Esta vez, su grito rebotó en las paredes y sintió como si su cabeza estuviera chisporroteando por el calor y los dedos de los pies se rizaban en éxtasis.
—Espera, espera un momento— Moshe se apresuró a agarrar los hombros de Lu Yizhou buscando soporte, uñas clavándose con fuerza.
¡Se retractó de sus palabras!
¡No estaba preparado para nada de esto!
Pero Lu Yizhou, esta bestia del carajo, comenzó a mover sus caderas suavemente y Moshe mordió sus labios tan fuerte que sangraron.
¿Qué era eso…?!
El miembro de Lu Yizhou alcanzaba profundo…
más profundo de lo que pensaba que era posible.
Podía sentir su cuerpo respondiendo entusiasmado conforme se acostumbraba a la intrusión, palpitar y apretarse junto con el ritmo de los movimientos de Lu Yizhou.
Seguía dejando escapar pequeños jadeos desde su garganta.
Su temperatura empezó a subir…
y luego todo el infierno se desató.
—W–Espera, ya te lo dije
—Lo siento, —el hombre dijo con voz ronca—.
Lo siento, no puedo contenerlo…
¡ya no!
Su última palabra fue acompañada por una embestida violenta.
Un grito estrangulado escapó de la garganta de Moshe mientras Lu Yizhou agarraba con fuerza su torso y comenzaba a embestirlo, estableciendo un ritmo salvaje y desenfrenado.
Moshe dejó escapar un jadeo sin aliento mientras Lu Yizhou presionaba más profundamente aún, como si quisiera meter sus enteros cojones en el ya-no-virgen agujero de Moshe.
Su mente se vació mientras el placer empezaba a prevalecer.
Sus sentidos estaban sintonizados a todo lo que hacía Lu Yizhou.
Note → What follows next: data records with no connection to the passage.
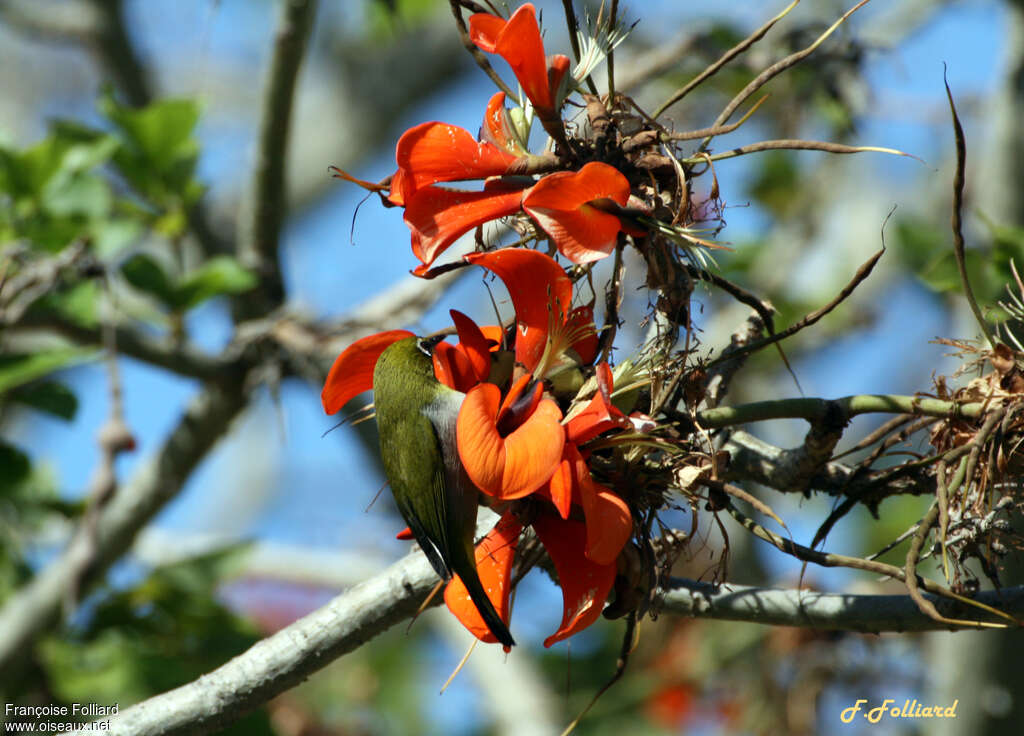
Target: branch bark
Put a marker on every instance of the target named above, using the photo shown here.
(263, 210)
(357, 615)
(36, 607)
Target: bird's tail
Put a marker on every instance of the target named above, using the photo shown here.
(467, 572)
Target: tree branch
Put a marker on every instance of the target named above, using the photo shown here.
(357, 615)
(867, 613)
(263, 210)
(36, 607)
(286, 658)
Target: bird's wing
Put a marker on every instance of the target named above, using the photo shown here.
(418, 479)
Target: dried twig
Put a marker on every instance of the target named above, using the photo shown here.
(712, 70)
(807, 320)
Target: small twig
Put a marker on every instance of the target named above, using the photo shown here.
(956, 217)
(779, 67)
(764, 308)
(833, 560)
(796, 144)
(264, 207)
(716, 130)
(114, 438)
(814, 408)
(629, 643)
(712, 70)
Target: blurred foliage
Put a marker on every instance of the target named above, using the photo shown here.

El delicioso arrastre de su miembro dentro de las ardientes paredes de Moshe, la forma en que su propio miembro —brillando y goteando con precum— rebotaba contra su estómago, los gruñidos que caían sobre los labios de Lu Yizhou, sus ceños fruncidos, pestañas temblorosas, labios que estaban ligeramente entreabiertos y el sudor cristalino que caía sin cesar de su cuerpo para empapar la camisa de Moshe…
En este tiempo y espacio, ya no era Moshe, el líder del Vacío; tampoco era Moshe, el dueño de Lu Yizhou.
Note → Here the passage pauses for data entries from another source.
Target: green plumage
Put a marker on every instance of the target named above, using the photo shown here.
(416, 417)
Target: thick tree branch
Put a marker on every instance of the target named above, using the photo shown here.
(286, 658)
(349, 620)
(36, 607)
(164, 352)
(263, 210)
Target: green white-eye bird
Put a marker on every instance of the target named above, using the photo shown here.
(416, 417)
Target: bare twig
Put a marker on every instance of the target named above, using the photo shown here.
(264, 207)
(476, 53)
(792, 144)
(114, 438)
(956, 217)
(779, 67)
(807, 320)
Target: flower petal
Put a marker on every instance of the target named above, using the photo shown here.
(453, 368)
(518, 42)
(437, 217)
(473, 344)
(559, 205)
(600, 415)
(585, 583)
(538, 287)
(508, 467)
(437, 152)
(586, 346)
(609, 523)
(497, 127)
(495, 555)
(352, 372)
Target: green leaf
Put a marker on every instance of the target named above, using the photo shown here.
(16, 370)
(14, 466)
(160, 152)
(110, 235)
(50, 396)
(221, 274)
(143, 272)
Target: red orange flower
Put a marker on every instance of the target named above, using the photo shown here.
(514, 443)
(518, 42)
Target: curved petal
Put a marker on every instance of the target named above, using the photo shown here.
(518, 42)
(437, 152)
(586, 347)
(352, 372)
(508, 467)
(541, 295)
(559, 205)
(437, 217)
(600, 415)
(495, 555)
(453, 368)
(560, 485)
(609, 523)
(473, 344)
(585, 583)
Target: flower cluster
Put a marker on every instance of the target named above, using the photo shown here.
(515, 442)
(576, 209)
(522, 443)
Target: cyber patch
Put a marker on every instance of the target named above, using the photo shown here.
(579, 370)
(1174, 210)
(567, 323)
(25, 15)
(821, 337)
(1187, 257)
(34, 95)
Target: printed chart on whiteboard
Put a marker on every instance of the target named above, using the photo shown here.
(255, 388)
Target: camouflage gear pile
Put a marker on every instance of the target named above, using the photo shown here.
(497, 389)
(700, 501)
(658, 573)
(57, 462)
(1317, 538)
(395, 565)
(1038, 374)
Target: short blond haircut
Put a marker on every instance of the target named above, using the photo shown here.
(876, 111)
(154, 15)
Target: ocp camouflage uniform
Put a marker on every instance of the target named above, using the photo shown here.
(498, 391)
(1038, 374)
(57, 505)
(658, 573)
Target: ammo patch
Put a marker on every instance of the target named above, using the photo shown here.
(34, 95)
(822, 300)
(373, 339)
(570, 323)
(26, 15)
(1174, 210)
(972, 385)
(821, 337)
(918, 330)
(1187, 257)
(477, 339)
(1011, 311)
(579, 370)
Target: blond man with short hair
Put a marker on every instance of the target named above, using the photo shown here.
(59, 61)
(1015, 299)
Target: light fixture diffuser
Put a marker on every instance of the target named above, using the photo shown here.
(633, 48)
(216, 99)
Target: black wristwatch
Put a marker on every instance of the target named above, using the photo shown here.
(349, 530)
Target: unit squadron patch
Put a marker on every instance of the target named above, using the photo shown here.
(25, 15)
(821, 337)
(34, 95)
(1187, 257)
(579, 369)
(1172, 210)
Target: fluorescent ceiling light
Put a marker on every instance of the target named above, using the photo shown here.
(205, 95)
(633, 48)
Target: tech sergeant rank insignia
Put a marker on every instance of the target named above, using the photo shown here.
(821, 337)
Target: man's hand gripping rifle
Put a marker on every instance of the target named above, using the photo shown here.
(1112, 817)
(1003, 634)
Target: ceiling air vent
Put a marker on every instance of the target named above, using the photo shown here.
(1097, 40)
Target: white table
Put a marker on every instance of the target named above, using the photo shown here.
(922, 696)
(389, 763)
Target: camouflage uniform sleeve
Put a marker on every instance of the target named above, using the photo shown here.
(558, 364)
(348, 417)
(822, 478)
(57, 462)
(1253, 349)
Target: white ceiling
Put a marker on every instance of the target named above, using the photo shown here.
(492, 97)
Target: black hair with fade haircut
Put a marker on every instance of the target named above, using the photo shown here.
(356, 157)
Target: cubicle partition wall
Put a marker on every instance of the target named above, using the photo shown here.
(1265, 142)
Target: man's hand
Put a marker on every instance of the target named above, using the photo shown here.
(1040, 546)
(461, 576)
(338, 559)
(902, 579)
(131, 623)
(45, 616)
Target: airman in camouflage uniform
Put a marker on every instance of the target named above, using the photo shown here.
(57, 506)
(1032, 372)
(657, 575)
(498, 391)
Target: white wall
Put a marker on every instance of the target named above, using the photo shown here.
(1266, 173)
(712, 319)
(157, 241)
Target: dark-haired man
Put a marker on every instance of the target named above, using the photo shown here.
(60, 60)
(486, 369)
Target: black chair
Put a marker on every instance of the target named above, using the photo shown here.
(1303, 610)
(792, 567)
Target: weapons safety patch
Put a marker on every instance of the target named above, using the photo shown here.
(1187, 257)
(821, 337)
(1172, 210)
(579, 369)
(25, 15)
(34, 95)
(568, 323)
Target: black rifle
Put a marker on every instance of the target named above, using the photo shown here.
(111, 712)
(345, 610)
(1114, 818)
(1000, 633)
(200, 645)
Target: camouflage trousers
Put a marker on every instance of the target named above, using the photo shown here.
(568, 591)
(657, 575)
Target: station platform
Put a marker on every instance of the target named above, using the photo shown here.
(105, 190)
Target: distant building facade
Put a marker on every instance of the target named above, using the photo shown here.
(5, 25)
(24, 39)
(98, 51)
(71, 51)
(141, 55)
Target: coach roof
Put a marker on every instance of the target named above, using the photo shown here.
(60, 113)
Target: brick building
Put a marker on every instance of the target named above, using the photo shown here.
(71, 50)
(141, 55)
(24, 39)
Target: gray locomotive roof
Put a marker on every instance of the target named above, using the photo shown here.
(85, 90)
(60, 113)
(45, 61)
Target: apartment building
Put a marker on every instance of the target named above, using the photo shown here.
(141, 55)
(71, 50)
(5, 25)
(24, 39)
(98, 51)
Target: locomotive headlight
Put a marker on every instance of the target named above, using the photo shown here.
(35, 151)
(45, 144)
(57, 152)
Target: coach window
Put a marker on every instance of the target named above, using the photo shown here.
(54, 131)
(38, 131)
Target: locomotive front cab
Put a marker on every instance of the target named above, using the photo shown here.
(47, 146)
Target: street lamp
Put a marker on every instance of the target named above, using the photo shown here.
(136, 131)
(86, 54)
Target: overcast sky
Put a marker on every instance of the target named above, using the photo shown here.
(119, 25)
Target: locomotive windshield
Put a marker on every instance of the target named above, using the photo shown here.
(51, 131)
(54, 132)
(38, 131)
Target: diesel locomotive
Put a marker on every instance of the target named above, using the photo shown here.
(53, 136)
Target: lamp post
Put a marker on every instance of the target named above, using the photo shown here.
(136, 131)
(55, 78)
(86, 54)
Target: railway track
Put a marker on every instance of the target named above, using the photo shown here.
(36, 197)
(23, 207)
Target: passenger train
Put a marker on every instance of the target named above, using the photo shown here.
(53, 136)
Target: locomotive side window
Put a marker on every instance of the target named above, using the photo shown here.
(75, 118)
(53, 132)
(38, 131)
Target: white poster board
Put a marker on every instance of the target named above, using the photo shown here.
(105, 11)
Era sólo una entidad sin mente, un manojo de nervios encendidos con electricidad, rebotando y saltando por todos lados.
Tan intenso que estaba a punto de explotar en pedazos.
—Maestro, Maestro…
tan bueno…
—Lu Yizhou divagaba sin sentido, desquiciado—.
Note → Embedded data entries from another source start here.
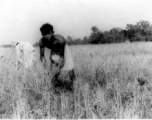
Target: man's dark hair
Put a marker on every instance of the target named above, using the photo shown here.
(46, 28)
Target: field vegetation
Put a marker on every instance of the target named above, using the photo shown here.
(112, 81)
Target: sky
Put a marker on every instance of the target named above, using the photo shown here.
(20, 20)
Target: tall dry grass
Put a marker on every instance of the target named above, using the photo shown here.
(113, 81)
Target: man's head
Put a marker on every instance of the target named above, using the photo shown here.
(47, 30)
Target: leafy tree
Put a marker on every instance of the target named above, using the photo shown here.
(96, 36)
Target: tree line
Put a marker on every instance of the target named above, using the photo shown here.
(141, 31)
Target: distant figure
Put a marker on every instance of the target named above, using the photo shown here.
(1, 51)
(60, 57)
(25, 54)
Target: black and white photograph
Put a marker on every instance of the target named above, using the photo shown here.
(75, 59)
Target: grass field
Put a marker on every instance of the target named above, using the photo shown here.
(113, 81)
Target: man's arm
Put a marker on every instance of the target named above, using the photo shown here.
(42, 57)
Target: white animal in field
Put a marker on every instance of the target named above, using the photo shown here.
(1, 50)
(25, 54)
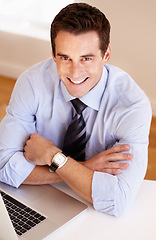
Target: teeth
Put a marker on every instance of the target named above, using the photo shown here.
(78, 82)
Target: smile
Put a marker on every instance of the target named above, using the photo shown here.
(79, 81)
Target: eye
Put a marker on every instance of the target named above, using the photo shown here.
(65, 58)
(86, 59)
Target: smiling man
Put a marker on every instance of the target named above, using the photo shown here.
(78, 103)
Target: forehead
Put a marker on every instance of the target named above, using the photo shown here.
(83, 42)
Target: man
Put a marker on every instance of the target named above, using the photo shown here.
(116, 117)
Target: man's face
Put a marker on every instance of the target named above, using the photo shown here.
(79, 61)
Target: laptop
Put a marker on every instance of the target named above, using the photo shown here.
(34, 212)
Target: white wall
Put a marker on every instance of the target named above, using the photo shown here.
(19, 52)
(133, 39)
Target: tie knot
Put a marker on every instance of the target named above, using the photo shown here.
(78, 105)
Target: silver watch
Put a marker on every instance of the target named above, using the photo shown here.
(58, 161)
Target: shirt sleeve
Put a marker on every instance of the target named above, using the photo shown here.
(112, 194)
(15, 129)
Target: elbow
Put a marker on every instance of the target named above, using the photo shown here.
(111, 208)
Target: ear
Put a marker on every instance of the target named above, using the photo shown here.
(107, 54)
(53, 57)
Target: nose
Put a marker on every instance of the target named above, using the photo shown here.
(75, 70)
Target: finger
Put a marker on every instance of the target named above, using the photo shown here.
(117, 157)
(117, 149)
(117, 165)
(111, 171)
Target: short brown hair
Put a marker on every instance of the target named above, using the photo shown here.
(79, 18)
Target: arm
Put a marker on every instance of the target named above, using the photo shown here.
(79, 177)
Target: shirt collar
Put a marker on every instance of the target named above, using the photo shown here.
(93, 97)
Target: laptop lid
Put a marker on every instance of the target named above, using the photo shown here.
(58, 207)
(6, 228)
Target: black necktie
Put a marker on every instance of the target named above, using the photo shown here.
(75, 137)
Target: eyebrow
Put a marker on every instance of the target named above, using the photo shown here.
(83, 56)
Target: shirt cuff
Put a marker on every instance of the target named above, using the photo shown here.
(16, 170)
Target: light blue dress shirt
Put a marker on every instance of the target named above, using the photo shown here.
(118, 112)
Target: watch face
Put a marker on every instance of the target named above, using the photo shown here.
(59, 159)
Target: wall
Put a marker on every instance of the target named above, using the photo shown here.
(133, 38)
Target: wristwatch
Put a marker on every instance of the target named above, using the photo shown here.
(58, 161)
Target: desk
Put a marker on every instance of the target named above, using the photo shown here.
(138, 223)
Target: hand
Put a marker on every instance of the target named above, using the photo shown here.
(39, 150)
(108, 161)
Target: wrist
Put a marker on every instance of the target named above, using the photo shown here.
(51, 153)
(58, 161)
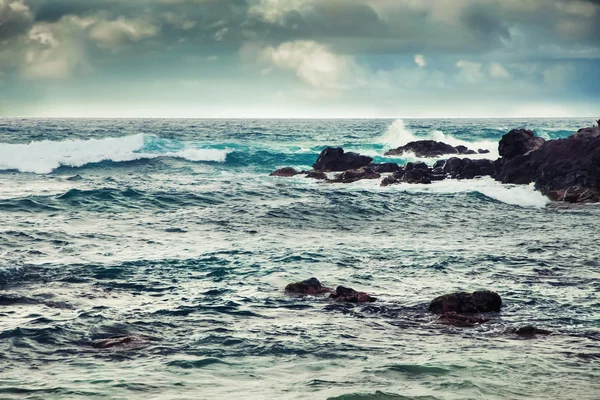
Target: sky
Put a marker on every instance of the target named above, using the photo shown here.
(300, 58)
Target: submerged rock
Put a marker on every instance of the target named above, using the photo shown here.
(354, 175)
(344, 294)
(460, 320)
(530, 331)
(429, 148)
(310, 286)
(335, 159)
(467, 303)
(316, 175)
(121, 341)
(285, 172)
(563, 169)
(518, 142)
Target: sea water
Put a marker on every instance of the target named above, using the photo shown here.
(174, 230)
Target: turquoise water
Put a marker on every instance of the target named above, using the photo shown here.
(172, 229)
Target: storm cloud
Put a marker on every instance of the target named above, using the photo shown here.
(300, 52)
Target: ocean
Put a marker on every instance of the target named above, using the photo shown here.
(173, 230)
Eres tan bueno y perfecto para mí…
Lágrimas se acumularon en los ojos de Moshe mientras sentía su vientre apretándose cada vez más.
Luchó por mover sus desconectados miembros, reuniendo fuerza en uno de sus puños.
—Tú— ¡cabrón!
Golpeó la cara de Lu Yizhou otra vez, en el mismo lugar exacto.
—Te dije que esperaras.
Esto…
¡me siento raro!
Para, te lo dije— Balanceó su puño una vez más pero esta vez, Lu Yizhou atrapó su muñeca firmemente, llevándola a sus labios mientras presionaba sus tórridos labios en los nudillos de Moshe.
Sus ojos plateados eran salvajes, depredadores, intensos…
y el movimiento de su cuerpo inferior nunca flaqueó.
—No puedo, Maestro…
lo siento de verdad.
—Sus labios decían sinceramente, contrario a la perversa manera en la que estaba remeciendo el mundo entero de Moshe—.
Lo compensaré más tarde pero…
sólo esta vez, déjame
Sujetó las muñecas de Moshe por encima de su cabeza con solo una palma y ya no las soltó más.
El hombre sobre él era inamovible, dejando a Moshe indefenso con la lanza de su miembro, sus dulces palabras y firme agarre.
Estaba vertiendo todo de sí mismo en el cuerpo de Moshe, bloqueando todas sus rutas de escape.
Y Moshe no podía hacer nada más que aferrarse y luchar por mantenerse a flote.